Indexing Windows Live Writer posts

by Matt 9. April 2008 10:44

While googling for something else, I came across a post that pointed out that Windows Live Writer's saved posts aren't being indexed. Well, the contents weren't - only the file properties. Which is odd, because WLW comes with an IFilter - a plugin that exposes the contents of a .wpost file to Windows Search's index.

image

The article mentions that you can fix this by going to the Indexing Options in the control panel (and going to Advanced -> File Types), selecting the wpost extension, and changing the radio button from "Index Properties Only" to "Index Properties and File Contents".

This works, but not as you expect. It's not using the Windows Live Writer IFilter.

When you select "Index Properties Only", the registered filter is removed from the file type. If a file has no filter registered, the indexer will use the system provided "File Properties Filter", which extracts various properties such as filename, size, dates (and maybe the OLE DocFile structured storage properties) but doesn't touch the contents.

Selecting "Index Properties and File Contents" doesn't magically wire up the correct filter. Instead, it registers the "Plain Text Filter", which just extracts as much text out of the file as it can, and then hands it to the indexer as content. You can use it on arbitrary binary files, but it won't understand the file format, so won't be able to output more advanced properties, such as Author, Subject or Perceived Type. If you try to use the advanced search features of explorer to find blog posts with a certain subject, it will fail. Not too much of a hardship, perhaps, because the text will still match the full content search, but by missing the Perceived Type, the indexer doesn't know if it's a document, email, picture, audio, video or whatever. Bang goes your filtering.

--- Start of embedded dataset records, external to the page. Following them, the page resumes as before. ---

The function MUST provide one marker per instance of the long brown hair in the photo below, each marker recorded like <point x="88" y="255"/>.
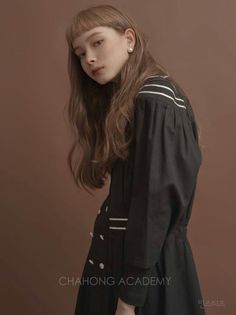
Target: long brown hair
<point x="102" y="115"/>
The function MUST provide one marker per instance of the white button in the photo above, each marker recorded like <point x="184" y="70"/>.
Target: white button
<point x="101" y="265"/>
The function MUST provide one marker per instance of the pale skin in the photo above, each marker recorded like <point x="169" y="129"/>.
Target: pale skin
<point x="108" y="49"/>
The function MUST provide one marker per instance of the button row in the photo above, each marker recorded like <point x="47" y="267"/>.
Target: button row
<point x="100" y="235"/>
<point x="106" y="209"/>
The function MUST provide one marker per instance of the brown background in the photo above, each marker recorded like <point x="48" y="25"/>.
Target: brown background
<point x="45" y="219"/>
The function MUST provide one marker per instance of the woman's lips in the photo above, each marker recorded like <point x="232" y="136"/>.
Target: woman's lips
<point x="97" y="71"/>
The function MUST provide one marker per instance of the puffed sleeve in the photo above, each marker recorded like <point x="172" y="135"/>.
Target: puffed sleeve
<point x="166" y="162"/>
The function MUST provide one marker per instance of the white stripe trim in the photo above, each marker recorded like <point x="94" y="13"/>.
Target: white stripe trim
<point x="166" y="87"/>
<point x="151" y="92"/>
<point x="157" y="76"/>
<point x="118" y="219"/>
<point x="117" y="228"/>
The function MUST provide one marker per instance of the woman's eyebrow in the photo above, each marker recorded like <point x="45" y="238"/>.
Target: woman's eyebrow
<point x="95" y="33"/>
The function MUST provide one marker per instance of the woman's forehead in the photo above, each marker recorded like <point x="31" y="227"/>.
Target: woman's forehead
<point x="86" y="35"/>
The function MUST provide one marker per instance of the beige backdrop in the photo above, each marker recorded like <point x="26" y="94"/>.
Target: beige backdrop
<point x="45" y="219"/>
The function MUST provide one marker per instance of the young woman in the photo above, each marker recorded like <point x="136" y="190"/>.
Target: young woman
<point x="133" y="122"/>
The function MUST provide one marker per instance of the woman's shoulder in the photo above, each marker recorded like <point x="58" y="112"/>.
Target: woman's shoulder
<point x="161" y="90"/>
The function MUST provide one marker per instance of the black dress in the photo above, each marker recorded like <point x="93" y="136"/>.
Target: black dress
<point x="139" y="249"/>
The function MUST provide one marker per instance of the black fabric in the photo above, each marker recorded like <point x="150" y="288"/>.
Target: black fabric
<point x="144" y="219"/>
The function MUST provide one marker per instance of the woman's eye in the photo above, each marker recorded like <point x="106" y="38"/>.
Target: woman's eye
<point x="98" y="41"/>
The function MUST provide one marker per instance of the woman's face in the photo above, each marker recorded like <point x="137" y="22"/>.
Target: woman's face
<point x="103" y="47"/>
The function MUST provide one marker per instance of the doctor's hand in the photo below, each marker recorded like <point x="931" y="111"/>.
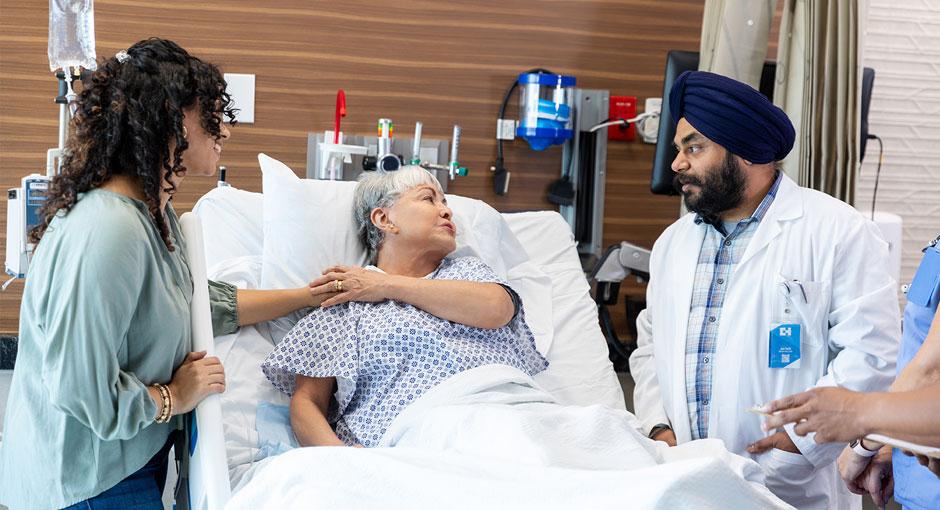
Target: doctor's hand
<point x="868" y="474"/>
<point x="667" y="436"/>
<point x="834" y="414"/>
<point x="352" y="283"/>
<point x="780" y="441"/>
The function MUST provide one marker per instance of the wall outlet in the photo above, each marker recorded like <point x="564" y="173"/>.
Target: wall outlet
<point x="622" y="107"/>
<point x="505" y="129"/>
<point x="242" y="89"/>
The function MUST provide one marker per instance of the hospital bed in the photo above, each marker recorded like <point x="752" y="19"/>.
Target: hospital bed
<point x="536" y="251"/>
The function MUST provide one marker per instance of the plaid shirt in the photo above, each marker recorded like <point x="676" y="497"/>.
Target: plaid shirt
<point x="716" y="260"/>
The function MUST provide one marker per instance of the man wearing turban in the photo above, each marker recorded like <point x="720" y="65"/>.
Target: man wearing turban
<point x="763" y="290"/>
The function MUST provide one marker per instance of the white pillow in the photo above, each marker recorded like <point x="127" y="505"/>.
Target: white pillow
<point x="231" y="223"/>
<point x="309" y="226"/>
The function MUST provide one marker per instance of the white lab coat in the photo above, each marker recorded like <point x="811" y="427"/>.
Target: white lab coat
<point x="851" y="330"/>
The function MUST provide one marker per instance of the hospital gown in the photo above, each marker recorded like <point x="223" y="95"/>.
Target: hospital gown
<point x="385" y="355"/>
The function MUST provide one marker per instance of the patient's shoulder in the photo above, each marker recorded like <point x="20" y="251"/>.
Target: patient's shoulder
<point x="468" y="268"/>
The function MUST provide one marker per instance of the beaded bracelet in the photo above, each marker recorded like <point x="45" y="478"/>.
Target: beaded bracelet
<point x="167" y="400"/>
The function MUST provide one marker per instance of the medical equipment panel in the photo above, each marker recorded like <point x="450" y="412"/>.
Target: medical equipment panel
<point x="23" y="204"/>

We can fix this, but let's see why it wasn't registered in the first place. A great tool to help with this is Citeknet's IFilter Explorer.

 IFilter Explorer - Citeknet

Take a look for the .wpost extension. It's not there. Now we know why the proper filter wasn't being used - it's not registered.

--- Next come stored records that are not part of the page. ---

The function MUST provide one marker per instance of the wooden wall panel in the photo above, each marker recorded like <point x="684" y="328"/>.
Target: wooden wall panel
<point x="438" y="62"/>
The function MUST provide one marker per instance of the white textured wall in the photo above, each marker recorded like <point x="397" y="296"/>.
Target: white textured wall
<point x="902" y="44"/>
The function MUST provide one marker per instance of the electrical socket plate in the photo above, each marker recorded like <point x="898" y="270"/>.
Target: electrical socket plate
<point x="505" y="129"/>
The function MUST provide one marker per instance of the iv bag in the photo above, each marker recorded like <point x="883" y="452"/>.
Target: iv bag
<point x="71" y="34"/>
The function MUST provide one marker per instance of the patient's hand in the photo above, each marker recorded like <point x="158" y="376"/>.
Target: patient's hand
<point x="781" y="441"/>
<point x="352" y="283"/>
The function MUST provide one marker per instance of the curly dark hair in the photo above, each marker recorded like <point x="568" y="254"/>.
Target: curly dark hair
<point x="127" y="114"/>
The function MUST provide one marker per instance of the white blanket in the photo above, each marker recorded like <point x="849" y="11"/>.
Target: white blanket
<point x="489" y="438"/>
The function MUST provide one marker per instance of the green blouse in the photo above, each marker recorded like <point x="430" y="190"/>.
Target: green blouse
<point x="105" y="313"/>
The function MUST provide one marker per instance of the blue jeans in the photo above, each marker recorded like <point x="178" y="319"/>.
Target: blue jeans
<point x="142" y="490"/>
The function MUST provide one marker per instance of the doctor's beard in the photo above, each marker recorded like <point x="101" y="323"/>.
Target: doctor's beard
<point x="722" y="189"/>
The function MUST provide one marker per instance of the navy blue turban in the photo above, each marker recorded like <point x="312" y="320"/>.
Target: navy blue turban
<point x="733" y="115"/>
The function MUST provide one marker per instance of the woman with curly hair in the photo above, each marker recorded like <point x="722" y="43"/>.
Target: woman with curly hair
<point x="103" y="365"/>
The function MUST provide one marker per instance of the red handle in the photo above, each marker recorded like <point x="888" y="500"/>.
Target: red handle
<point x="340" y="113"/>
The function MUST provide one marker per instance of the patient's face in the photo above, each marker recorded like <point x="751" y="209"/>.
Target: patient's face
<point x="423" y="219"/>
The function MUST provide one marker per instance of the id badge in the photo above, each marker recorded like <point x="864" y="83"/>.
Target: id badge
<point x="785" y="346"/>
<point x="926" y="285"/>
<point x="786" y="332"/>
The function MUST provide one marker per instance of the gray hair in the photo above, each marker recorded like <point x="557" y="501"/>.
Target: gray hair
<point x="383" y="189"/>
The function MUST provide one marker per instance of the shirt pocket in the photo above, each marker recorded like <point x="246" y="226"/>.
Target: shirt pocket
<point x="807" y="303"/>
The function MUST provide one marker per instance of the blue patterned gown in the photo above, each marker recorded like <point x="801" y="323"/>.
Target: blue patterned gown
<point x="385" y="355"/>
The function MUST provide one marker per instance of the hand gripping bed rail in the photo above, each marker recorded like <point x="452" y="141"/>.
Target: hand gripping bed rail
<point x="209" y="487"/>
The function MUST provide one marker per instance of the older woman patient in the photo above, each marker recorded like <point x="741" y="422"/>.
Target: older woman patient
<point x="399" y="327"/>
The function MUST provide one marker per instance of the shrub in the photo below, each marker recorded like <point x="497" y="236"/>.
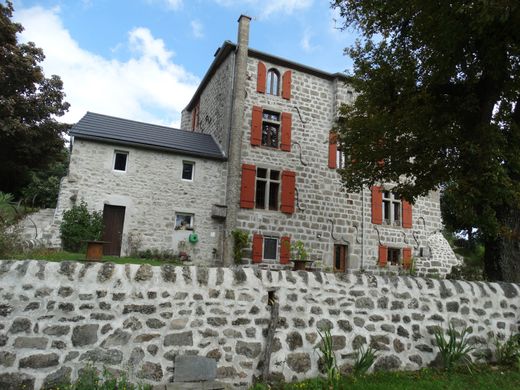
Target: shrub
<point x="78" y="226"/>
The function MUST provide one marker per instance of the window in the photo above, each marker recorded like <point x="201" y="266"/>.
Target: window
<point x="187" y="170"/>
<point x="270" y="128"/>
<point x="120" y="159"/>
<point x="391" y="209"/>
<point x="183" y="221"/>
<point x="267" y="189"/>
<point x="270" y="248"/>
<point x="394" y="255"/>
<point x="273" y="82"/>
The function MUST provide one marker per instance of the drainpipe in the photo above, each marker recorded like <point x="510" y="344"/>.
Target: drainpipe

You might have noticed the bewildering array of tabs across the top of the list. Windows Search shares a history with a long line of search products from Microsoft, from server side search engines such as SQL Server full text search, Sharepoint and Exchange search, to desktops, with Windows Search (3.x), Windows Desktop Search (2.x - MSN Desktop Search), Indexing Service and even the aborted WinFS.

On a hunch, check out Windows Desktop Search 2.x.

There it is. The .wpost extension has the WebPostFilter class registered against it.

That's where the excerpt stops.